On October 28, 2021, Mark Zuckerberg announced that Facebook would be renaming itself Meta. The company was attempting to revitalize itself after a year of bad news story after bad news story. Reports came out that Facebook's products were perhaps bad for society; Apple threatened to become more strict about the platform's privacy infringements; teens were turning to TikTok rather than Facebook or Instagram. The list went on and on.
Now, after a year as Meta, it seems like very little has changed. When Zuckerberg announced the new name, he made clear he didn't just want it to be a rebranding exercise. The CEO promised that the company would create a "metaverse," what he believed to be the future of virtual reality. One year later, that future still looks far away.
As CNN Business notes, Meta has spent billions of dollars on the metaverse, and it's still unclear if it will ever even get off the ground. While the company burns more and more cash, its financial standing looks less and less certain.
Meta's concrete moves into the virtual reality space, the Quest 2 and the Quest Pro VR headsets, are popular for VR accessories, but haven't caught fire outside of that market, CNN Business reports. Meanwhile, Horizon Worlds, the VR space created by Meta, remains under-utilized, even if some big names are getting involved.

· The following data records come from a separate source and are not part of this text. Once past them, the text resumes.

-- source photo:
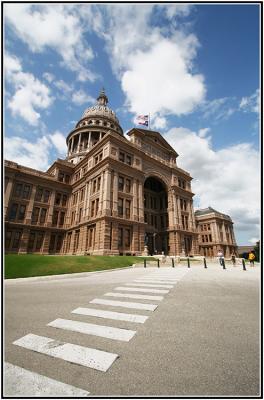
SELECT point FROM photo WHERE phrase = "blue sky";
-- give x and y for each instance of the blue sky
(194, 68)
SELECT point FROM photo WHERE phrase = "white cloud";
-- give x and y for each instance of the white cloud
(30, 94)
(54, 26)
(164, 87)
(35, 154)
(80, 97)
(63, 86)
(203, 132)
(227, 179)
(158, 123)
(31, 154)
(48, 76)
(59, 142)
(251, 103)
(155, 68)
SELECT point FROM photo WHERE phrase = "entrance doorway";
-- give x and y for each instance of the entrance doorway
(156, 216)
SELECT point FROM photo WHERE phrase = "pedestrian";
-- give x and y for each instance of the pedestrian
(220, 256)
(251, 258)
(233, 259)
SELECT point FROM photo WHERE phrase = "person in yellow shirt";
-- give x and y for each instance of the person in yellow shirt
(251, 258)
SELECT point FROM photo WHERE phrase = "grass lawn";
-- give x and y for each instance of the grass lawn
(23, 266)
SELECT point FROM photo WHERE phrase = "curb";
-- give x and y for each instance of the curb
(61, 276)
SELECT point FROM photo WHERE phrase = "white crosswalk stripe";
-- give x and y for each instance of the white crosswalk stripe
(94, 312)
(85, 356)
(146, 290)
(149, 285)
(134, 296)
(125, 304)
(19, 382)
(154, 280)
(93, 329)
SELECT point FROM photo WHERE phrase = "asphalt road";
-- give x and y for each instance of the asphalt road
(202, 340)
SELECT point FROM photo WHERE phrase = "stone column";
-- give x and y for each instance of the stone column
(141, 201)
(115, 195)
(179, 210)
(8, 194)
(51, 208)
(170, 209)
(134, 202)
(175, 210)
(89, 140)
(224, 232)
(87, 200)
(79, 142)
(100, 210)
(107, 193)
(46, 241)
(24, 241)
(30, 205)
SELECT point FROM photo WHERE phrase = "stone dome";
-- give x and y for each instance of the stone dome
(100, 109)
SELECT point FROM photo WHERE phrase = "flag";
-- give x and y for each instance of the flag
(142, 120)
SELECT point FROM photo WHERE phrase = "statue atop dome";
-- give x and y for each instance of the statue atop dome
(102, 99)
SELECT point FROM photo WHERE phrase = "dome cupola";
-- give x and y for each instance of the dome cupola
(96, 122)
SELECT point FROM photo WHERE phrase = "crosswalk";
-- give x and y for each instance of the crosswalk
(150, 287)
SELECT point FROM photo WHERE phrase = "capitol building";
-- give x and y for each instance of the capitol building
(110, 196)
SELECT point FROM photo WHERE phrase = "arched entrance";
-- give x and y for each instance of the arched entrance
(156, 216)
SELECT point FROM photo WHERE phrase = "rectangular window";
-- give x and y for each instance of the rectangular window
(59, 243)
(21, 213)
(43, 214)
(127, 238)
(128, 206)
(120, 207)
(128, 159)
(73, 217)
(8, 236)
(31, 241)
(55, 217)
(120, 183)
(13, 211)
(61, 176)
(99, 183)
(39, 194)
(16, 240)
(64, 200)
(91, 236)
(35, 215)
(18, 189)
(46, 196)
(96, 206)
(121, 156)
(26, 192)
(80, 214)
(92, 208)
(128, 185)
(120, 237)
(61, 220)
(58, 199)
(39, 242)
(52, 242)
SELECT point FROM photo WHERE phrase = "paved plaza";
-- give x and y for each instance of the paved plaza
(134, 332)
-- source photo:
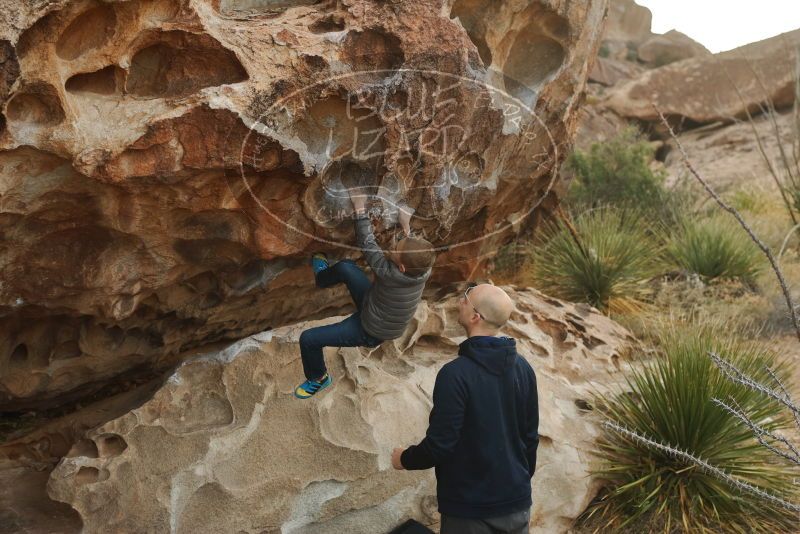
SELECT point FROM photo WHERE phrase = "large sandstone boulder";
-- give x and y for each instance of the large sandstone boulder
(714, 88)
(660, 50)
(627, 21)
(627, 25)
(610, 72)
(729, 158)
(222, 446)
(167, 166)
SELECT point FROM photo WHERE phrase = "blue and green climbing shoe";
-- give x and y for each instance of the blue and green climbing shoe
(319, 262)
(311, 387)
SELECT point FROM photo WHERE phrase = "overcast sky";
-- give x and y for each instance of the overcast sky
(724, 24)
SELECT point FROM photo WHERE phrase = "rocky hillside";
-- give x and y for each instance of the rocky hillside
(169, 165)
(706, 97)
(222, 446)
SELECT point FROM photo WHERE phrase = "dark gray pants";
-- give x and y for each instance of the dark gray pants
(516, 523)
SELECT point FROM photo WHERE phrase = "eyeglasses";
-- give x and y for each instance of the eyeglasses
(470, 287)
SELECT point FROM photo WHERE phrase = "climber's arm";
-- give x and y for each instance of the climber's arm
(365, 239)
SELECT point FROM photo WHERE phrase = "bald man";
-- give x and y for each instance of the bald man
(483, 430)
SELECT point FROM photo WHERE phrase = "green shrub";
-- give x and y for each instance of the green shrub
(608, 263)
(616, 172)
(671, 403)
(715, 247)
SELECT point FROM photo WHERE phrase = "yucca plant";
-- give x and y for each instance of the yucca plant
(605, 260)
(714, 247)
(670, 403)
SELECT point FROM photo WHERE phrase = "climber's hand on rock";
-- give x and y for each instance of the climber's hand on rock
(404, 215)
(396, 459)
(359, 200)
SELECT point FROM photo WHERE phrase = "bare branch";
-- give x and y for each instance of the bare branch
(737, 376)
(764, 248)
(785, 394)
(721, 474)
(760, 432)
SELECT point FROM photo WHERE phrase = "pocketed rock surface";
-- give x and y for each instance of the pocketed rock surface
(223, 446)
(168, 166)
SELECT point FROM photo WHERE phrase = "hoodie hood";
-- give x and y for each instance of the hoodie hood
(495, 354)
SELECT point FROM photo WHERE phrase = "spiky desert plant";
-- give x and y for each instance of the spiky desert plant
(606, 259)
(714, 247)
(666, 434)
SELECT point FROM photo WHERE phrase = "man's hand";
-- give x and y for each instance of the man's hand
(404, 215)
(396, 459)
(359, 200)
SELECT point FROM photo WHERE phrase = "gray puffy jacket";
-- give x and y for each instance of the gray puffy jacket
(392, 300)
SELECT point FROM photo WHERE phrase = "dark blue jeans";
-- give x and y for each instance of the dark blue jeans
(347, 333)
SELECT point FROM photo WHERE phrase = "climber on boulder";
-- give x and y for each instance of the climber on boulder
(483, 432)
(384, 307)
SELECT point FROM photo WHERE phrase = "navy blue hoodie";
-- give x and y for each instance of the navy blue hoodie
(483, 431)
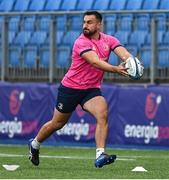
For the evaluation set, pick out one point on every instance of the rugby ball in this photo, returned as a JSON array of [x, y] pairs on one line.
[[134, 68]]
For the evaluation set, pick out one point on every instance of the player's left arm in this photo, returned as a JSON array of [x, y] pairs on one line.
[[122, 53]]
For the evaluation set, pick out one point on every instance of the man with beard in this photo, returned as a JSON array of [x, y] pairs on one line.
[[81, 85]]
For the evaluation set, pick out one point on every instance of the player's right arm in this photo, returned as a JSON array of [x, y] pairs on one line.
[[92, 58]]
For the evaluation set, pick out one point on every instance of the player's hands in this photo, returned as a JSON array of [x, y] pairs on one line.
[[120, 69]]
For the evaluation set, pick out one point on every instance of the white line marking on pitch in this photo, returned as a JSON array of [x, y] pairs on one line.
[[62, 157]]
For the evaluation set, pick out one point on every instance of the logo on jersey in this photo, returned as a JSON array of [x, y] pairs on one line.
[[152, 104], [60, 106]]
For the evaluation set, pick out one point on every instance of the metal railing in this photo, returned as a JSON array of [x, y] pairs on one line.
[[55, 70]]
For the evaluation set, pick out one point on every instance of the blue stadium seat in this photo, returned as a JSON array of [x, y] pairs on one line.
[[70, 37], [154, 4], [146, 56], [164, 4], [101, 5], [38, 38], [137, 38], [59, 36], [14, 56], [11, 36], [37, 5], [160, 37], [22, 38], [6, 5], [52, 5], [84, 6], [126, 22], [61, 23], [29, 23], [166, 38], [113, 59], [68, 5], [21, 5], [133, 4], [163, 57], [161, 21], [14, 23], [44, 56], [120, 5], [143, 22], [44, 23], [63, 56], [30, 56], [123, 36], [110, 23]]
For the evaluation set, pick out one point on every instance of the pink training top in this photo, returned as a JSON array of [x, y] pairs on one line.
[[81, 74]]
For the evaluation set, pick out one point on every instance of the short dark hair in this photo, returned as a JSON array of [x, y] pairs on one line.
[[95, 13]]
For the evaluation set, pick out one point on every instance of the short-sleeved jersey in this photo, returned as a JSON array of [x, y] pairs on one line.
[[81, 74]]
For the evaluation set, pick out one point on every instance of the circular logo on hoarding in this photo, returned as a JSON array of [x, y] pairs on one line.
[[152, 104], [15, 101]]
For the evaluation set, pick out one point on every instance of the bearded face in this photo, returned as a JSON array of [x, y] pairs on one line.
[[91, 25]]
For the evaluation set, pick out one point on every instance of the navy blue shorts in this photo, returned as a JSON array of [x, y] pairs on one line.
[[68, 98]]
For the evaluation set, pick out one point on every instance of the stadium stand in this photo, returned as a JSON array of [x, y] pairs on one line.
[[37, 5], [101, 5], [29, 36], [14, 56], [84, 6], [6, 5], [117, 6], [151, 4], [30, 57], [21, 5], [133, 4], [52, 5], [68, 5], [164, 4]]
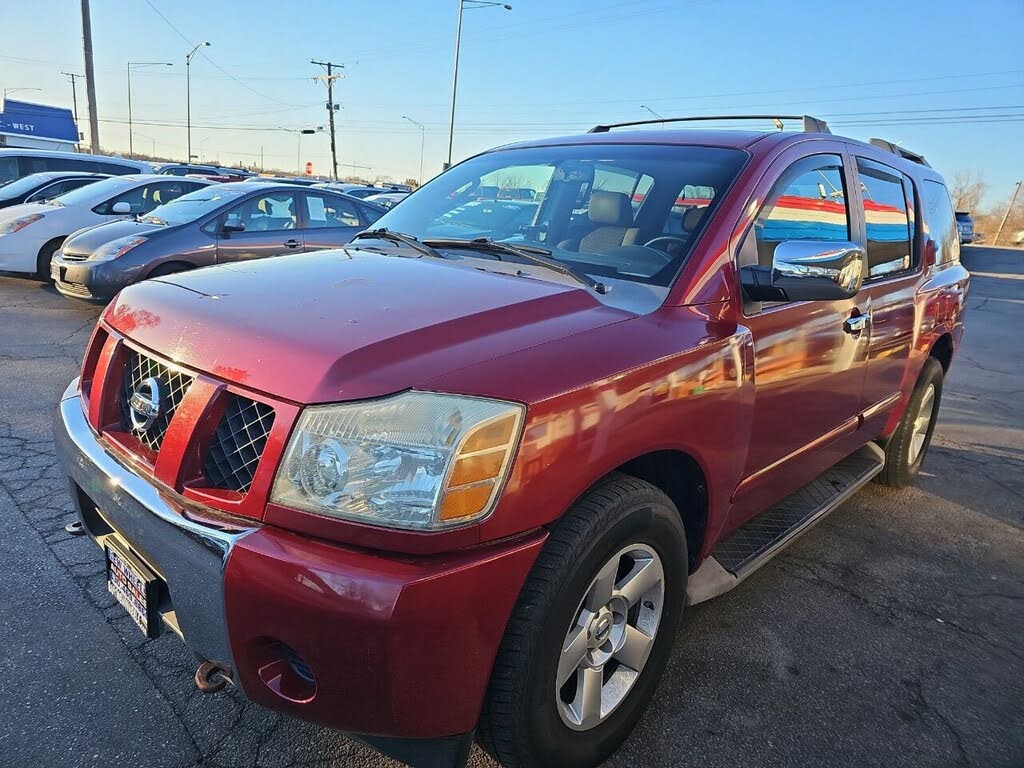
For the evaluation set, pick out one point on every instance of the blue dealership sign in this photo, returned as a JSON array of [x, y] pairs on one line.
[[38, 121]]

This underwhelming news is compounded by the fact that it's unclear whether the general public even wants a metaverse. Stills and videos from Horizon Worlds get routinely clowned on, and people's definition of what the metaverse actually is remains murky.
Meta's problems are made even worse by a newcomer in the social media field, TikTok. CNN Business reports that Meta's business is contracting as a result of TikTok's massive gains in recent years. Just this week, Meta reported a quarterly drop in revenue, which is only the second time such a report has been made in Facebook history. Combine the TikTok phenomenon with less ad revenue and slower user growth, and the picture continues to get bleaker.
Gil Luria, a D.A. Davidson technology strategist, laid out the company's position in stark terms: "The business is not growing in 2022. There is expectation that it will grow going forward, but that expectation may prove to be optimistic."